Пришлось залечь и ползти по грязной земле по-пластунски. Бегом эти проклятые пятьдесят метров, которые нас отделяют от леса, можно было бы пробежать очень быстро, но тут и головы-то поднять нельзя.

Загорелся один из гитлеровских танков. Начали рваться боеприпасы, и взрывом у танка снесло стальную башню. В воздухе засвистели осколки, запахло горелым.

Советские танки — я насчитал семь громадин — продвигаются вперед, ведя огонь с ходу и с коротких остановок.

Загорелся еще один немецкий танк. Он накренился набок, из него выскочили танкисты и бросились бежать к лесу, но русский пулеметчик скосил их раньше, чем они добежали до опушки леса.

Я делаю несколько судорожных движений по земле и наконец чувствую, как мои руки касаются первого дерева. Сердце у меня бешено бьется где-то в горле. Дышу я с трудом: не хватает воздуха.

Йошка Козма чувствует себя нисколько не лучше меня: в груди у него хрипит.

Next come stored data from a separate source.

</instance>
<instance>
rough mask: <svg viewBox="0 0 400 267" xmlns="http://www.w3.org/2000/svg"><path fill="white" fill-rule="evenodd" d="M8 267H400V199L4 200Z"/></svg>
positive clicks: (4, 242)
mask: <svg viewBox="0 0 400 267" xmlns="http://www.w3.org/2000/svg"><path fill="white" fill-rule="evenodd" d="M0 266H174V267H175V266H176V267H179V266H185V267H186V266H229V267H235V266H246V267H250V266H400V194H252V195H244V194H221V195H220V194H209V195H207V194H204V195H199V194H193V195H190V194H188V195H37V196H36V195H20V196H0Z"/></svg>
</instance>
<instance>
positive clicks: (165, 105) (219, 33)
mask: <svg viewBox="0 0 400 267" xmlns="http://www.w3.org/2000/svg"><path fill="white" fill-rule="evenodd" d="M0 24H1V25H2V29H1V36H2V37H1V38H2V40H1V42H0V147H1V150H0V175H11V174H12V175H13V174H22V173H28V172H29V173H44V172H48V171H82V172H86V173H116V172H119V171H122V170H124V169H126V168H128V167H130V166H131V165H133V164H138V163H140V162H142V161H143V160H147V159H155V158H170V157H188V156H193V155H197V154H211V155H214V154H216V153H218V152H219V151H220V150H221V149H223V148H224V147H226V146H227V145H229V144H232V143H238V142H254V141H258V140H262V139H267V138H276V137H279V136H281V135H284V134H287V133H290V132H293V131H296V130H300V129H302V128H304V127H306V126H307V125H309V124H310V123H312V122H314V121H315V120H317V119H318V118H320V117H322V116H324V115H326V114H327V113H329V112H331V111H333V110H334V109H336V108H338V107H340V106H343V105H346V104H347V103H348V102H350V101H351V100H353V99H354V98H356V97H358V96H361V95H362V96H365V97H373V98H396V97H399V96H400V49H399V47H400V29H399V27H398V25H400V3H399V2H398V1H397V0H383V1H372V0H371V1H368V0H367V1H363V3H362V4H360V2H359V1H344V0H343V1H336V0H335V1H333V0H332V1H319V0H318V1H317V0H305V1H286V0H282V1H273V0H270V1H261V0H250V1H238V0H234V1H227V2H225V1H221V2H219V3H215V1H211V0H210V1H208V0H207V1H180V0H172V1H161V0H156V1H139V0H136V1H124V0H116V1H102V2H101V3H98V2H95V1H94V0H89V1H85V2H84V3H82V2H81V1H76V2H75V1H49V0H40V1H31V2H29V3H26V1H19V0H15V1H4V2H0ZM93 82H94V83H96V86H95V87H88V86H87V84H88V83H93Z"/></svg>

Бубик выглядывает из-за деревьев. Пламя горящих танков освещает его небритое лицо и большие глаза, обведенные темными кругами. По лицу ручьями течет пот.

— Теперь куда? — спрашивает Фекете, приподнимая голову. — По просеке вниз, да?

Разумеется, только по просеке, так как другого пути для нас нет.

Но Бубик почему-то трясет головой.

— Мы попали между двух огней, — тихо говорит он.

— Это почему же?

— А вон, смотрите, в той стороне тоже стреляют. В Модороше нацисты… и здесь тоже… — И он устало махнул рукой.

— Но я хочу попасть в село! — выкрикнул Фекете. — Домой я хочу! Да и ты тоже…

Учитель, который никогда не выходил из себя и не терял хладнокровия, на этот раз громко кричал и потрясал в воздухе кулаками.

Да и не удивительно: только что мы, можно сказать, вырвались из ада, из села, где нас могли запросто перестрелять, а теперь вот, очутившись в лесу, попали, можно сказать, в мешок, приготовленный для бегущих в панике гитлеровцев.

От бессилия хотелось кричать и плакать.


На Кладбищенской улице горел дом. Стрельба в селе постепенно затихала, а над нами еще свистели пули.

— Давайте попытаемся прорваться к югу, — неуверенным голосом предложил Фекете, — попробуем…

— Нет, — покачал головой Бубик. — Я довольно долго был на фронте и знаю, что это такое! Нам нужно залезть в какую-нибудь яму и переждать, пока не стихнет стрельба. — Повернувшись к учителю, он уже со злостью продолжал: — А ты чего хочешь? Знаешь, сколько войск сейчас сосредоточено на этом крохотном пятачке?.. До нескольких рот, а то и батальонов!.. А ты хочешь пробиться с тремя винтовками? В своем ли ты уме?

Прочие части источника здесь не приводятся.